Nuestro único radar, ubicado en el aeropuerto Juan Santamaría, no sirve para controlar las costas. Las montañas alrededor del Valle Central impiden la detección del tráfico aéreo en los litorales. Los equipos capaces de fortalecer la vigilancia pueden costar hasta $20 millones. No aseguran la detección de todos los vuelos, porque el narcotráfico aprendió a hacer aproximaciones a poca altura, pero los dificultarían.

En estos momentos, esa es una ganancia. Si no podemos cerrar totalmente nuestro territorio al narcotráfico, debemos esforzarnos para hacerlo tan hostil como sea posible. No solo se trata de defender a la juventud ajena, propensa a caer en la trampa de la drogadicción, aunque ese objetivo es suficientemente noble para justificar cualquier empeño. Se trata de defender a la juventud costarricense y a la sociedad completa.

Los países de paso en la ruta del narcotráfico también sufren el flagelo. Una parte de la droga permanece en ellos, sea como pago por servicios o producto de accidentes y abandono de los estupefacientes, sobre todo en el mar, cuando las autoridades se aproximan y los delincuentes temen ser detenidos con la carga a bordo. Costa Rica recuerda casos de comunidades que hallaron toneladas de cocaína en playas cercanas y sabe, también, de pescadores dedicados a peinar las áreas donde es frecuente encontrar bultos de droga flotando en el mar. En un mercado tan pequeño, las cantidades residuales de droga obtenidas de esa forma pueden tener un efecto devastador para muchas familias.

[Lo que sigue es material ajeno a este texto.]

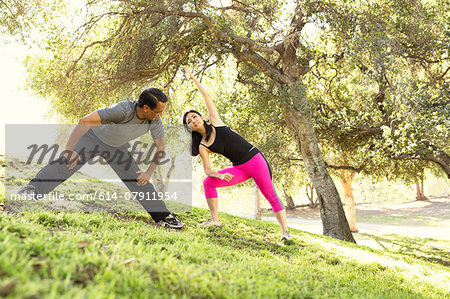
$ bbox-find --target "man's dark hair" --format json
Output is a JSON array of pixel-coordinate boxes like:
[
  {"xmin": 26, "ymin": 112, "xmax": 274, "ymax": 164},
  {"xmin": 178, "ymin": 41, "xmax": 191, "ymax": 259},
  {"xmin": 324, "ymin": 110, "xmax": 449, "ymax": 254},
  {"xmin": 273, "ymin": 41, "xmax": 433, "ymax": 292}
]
[{"xmin": 138, "ymin": 87, "xmax": 167, "ymax": 110}]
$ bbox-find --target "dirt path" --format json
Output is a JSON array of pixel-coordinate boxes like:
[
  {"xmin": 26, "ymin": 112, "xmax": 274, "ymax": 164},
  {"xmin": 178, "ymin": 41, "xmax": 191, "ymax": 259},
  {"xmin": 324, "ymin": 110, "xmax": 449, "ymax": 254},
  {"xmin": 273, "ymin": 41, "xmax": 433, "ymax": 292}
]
[
  {"xmin": 262, "ymin": 196, "xmax": 450, "ymax": 249},
  {"xmin": 287, "ymin": 196, "xmax": 450, "ymax": 222}
]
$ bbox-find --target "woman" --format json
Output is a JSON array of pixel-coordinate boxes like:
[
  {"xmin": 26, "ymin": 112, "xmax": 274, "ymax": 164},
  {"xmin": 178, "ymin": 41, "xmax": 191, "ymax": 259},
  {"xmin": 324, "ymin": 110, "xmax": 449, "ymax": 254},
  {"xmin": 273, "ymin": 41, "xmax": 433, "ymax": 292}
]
[{"xmin": 183, "ymin": 67, "xmax": 291, "ymax": 241}]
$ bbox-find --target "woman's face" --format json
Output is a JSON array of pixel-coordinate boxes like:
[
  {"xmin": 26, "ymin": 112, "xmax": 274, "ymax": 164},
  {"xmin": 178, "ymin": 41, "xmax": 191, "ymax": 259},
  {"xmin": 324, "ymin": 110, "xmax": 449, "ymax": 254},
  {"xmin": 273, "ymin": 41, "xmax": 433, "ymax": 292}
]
[{"xmin": 186, "ymin": 112, "xmax": 203, "ymax": 131}]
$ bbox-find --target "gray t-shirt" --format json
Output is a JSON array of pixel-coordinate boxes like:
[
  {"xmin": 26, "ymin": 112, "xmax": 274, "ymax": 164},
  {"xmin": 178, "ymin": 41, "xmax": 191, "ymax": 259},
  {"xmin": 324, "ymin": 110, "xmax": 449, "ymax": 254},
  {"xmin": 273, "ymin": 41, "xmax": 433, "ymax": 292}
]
[{"xmin": 92, "ymin": 101, "xmax": 164, "ymax": 147}]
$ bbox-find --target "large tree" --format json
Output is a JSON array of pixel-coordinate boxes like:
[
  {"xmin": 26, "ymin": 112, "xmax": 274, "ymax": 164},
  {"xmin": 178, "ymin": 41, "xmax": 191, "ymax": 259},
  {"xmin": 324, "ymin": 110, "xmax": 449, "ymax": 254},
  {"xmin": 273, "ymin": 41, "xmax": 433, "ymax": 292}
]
[{"xmin": 2, "ymin": 0, "xmax": 448, "ymax": 241}]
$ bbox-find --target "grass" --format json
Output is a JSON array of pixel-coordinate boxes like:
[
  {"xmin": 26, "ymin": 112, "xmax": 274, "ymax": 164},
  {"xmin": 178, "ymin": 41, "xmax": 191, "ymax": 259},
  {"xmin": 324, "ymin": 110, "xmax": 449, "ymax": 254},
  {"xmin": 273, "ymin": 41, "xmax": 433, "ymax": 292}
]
[
  {"xmin": 0, "ymin": 209, "xmax": 450, "ymax": 298},
  {"xmin": 0, "ymin": 156, "xmax": 450, "ymax": 298}
]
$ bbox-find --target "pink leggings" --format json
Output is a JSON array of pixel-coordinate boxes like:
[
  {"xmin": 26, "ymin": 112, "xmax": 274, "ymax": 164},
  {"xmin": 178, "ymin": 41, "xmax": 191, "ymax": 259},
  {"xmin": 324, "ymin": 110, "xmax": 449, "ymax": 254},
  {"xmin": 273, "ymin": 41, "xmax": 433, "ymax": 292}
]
[{"xmin": 203, "ymin": 153, "xmax": 284, "ymax": 213}]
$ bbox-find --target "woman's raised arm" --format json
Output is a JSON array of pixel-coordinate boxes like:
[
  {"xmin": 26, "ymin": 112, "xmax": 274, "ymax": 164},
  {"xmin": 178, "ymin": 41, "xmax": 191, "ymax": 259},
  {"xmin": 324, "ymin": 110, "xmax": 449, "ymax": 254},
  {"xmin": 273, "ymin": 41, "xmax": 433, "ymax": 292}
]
[{"xmin": 184, "ymin": 66, "xmax": 225, "ymax": 127}]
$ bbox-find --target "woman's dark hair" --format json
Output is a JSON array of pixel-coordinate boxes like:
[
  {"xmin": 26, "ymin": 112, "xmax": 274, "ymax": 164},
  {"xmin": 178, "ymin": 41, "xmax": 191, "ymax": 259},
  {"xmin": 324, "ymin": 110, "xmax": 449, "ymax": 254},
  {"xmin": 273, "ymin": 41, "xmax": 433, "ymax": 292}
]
[
  {"xmin": 137, "ymin": 87, "xmax": 167, "ymax": 110},
  {"xmin": 183, "ymin": 110, "xmax": 212, "ymax": 156}
]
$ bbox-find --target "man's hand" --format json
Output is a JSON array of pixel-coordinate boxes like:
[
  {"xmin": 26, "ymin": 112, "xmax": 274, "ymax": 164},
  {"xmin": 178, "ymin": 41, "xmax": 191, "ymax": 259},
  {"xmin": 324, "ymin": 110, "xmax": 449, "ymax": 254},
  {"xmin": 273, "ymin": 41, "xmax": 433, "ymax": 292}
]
[
  {"xmin": 64, "ymin": 151, "xmax": 80, "ymax": 169},
  {"xmin": 136, "ymin": 170, "xmax": 152, "ymax": 186}
]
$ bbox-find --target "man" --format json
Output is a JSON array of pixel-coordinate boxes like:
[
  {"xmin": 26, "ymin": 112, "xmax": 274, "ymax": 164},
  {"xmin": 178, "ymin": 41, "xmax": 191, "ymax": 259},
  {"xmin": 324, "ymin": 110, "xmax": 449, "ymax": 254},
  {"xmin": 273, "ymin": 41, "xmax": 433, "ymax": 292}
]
[{"xmin": 19, "ymin": 88, "xmax": 185, "ymax": 228}]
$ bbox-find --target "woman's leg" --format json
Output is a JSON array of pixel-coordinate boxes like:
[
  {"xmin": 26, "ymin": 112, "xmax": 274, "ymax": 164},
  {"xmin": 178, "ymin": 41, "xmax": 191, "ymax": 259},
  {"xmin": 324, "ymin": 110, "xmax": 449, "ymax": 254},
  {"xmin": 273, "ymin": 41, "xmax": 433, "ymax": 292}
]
[{"xmin": 203, "ymin": 167, "xmax": 250, "ymax": 221}]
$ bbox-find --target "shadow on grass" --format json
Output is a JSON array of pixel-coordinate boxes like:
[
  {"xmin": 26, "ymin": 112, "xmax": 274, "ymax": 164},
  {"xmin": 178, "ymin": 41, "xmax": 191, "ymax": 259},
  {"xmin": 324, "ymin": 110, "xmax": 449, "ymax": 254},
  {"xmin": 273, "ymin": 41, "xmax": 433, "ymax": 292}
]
[{"xmin": 361, "ymin": 234, "xmax": 450, "ymax": 267}]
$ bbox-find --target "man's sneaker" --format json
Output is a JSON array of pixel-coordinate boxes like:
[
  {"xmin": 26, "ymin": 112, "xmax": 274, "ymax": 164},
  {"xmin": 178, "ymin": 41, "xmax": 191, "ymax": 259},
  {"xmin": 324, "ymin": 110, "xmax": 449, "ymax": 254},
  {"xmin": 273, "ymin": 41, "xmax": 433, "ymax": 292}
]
[
  {"xmin": 17, "ymin": 184, "xmax": 36, "ymax": 196},
  {"xmin": 200, "ymin": 218, "xmax": 222, "ymax": 227},
  {"xmin": 158, "ymin": 213, "xmax": 186, "ymax": 228},
  {"xmin": 280, "ymin": 229, "xmax": 292, "ymax": 242}
]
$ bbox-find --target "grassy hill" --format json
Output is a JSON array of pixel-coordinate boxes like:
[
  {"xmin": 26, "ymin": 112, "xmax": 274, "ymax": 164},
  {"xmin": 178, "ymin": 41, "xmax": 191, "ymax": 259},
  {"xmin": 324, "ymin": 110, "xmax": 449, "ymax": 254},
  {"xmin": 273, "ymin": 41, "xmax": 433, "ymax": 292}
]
[
  {"xmin": 0, "ymin": 156, "xmax": 450, "ymax": 298},
  {"xmin": 0, "ymin": 209, "xmax": 450, "ymax": 298}
]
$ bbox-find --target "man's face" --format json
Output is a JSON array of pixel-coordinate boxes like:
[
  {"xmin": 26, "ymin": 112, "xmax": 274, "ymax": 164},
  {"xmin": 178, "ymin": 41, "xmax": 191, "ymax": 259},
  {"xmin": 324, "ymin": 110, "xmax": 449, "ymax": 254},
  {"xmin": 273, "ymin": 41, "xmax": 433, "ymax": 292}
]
[{"xmin": 144, "ymin": 101, "xmax": 167, "ymax": 120}]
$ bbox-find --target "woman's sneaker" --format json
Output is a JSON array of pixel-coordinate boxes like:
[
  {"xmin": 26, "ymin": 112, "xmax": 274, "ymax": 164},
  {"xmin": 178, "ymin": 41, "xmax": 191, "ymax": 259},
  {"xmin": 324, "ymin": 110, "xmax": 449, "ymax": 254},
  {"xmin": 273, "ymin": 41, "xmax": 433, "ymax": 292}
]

La capacidad corruptora del dinero del narco es enorme. No puede haber tantas pistas de aterrizaje sin colaboración de nacionales y un preocupante grado de organización. La comercialización de los estupefacientes llegados al mercado nacional también exige la creación de bandas y desata guerras para controlar territorio. Los sicarios ya son comunes en nuestro país y en los últimos años su existencia se refleja dramáticamente en el índice de homicidios.

Las pistas clandestinas aparecen en fincas alejadas, cuyos propietarios dicen desconocer a los constructores y la existencia misma del campo de aterrizaje. Algunas son muy rudimentarias, apenas un sector plano, despejado de malezas y miden entre 500 y 1.000 metros. Utilizarlas exige mucha pericia de los pilotos. Aun así, construirlas tarda entre una y dos semanas. En ocasiones los narcotraficantes aprovechan el esfuerzo en una sola oportunidad. El valor de la carga lo justifica desde el punto de vista económico.

Esas prácticas dan una idea del tamaño del reto. Pilotos estrella, pistas de aterrizaje desechables, decenas de brazos a cargo de la construcción, siempre en absoluto silencio. Luego, cuentan con la coordinación necesaria para organizar los vuelos, abastecer a las naves y seguir el camino para repetir la operación en otros países del área hasta llegar a su destino en los Estados Unidos.

Costa Rica no puede librar semejante lucha por sí sola. Es preciso fortalecer la colaboración internacional, en especial con los Estados Unidos, haciendo a un lado los prejuicios ideológicos que de vez en cuando afloran para entorpecer los esfuerzos conjuntos en esta causa común.